GCP dataproc - HDFS gets deleted automatically when you terminate the dataproc cluster. How to make it persistent HDFS even if you delete the dataproc cluster it should not delete the HDFS? Is it possible?
GCP |Dataproc|How to create a persistent HDFS volumn means even if you delete the dataproc cluster it should not delete the HDFS? Is it possible?
1.1k Views Asked by Devender Prakash At
3
There are 3 best solutions below
1

when you are creating a dataproc cluster in GCP , it uses the Hadoop Distributed File System (HDFS) for storage.
According to your Statement when you are terminating a dataproc cluster you HDFS gets automatically deleted , this happens if you are using VM Disks.
HDFS data and intermediate shuffle data is stored on VM boot disks, which are Persistent Disks if no Local SSD are Provided.

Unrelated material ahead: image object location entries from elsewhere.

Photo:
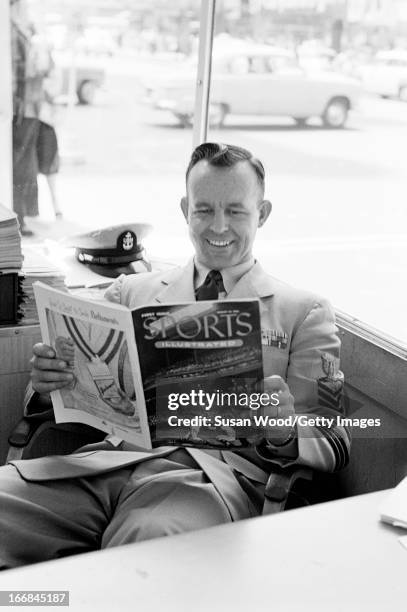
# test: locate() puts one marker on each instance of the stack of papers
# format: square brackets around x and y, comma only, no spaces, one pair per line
[11,257]
[37,267]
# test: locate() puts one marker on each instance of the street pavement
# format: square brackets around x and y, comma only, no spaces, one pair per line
[339,206]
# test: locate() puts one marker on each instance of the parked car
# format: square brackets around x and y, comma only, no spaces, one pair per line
[88,78]
[386,74]
[251,79]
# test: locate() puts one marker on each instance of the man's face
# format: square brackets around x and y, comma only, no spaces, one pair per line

If Local SSD are Attached HDFS will stay in SSD and will not get deleted. VM Boot disks are deleted when the cluster is deleted.
you can check this documentation also to avoid loss of HDFS using VM disk in dataproc.
0

- Looking upon the available documentation it looks like persistent HDFS volumes are not available at this time.
- You can look into the Dataproc release notes updates to check update about this feature
- Found a similar scenario of your question What happens to my data when a cluster is shut down from the Google official documentation FAQ with a answer which might help you
- As a best practice google is recommending to utilize GCP as persistent storage layer for Dataproc. Google Cloud Storage connector which will provide you a "Direct data access" to your file stored in Cloud Storage and access them directly.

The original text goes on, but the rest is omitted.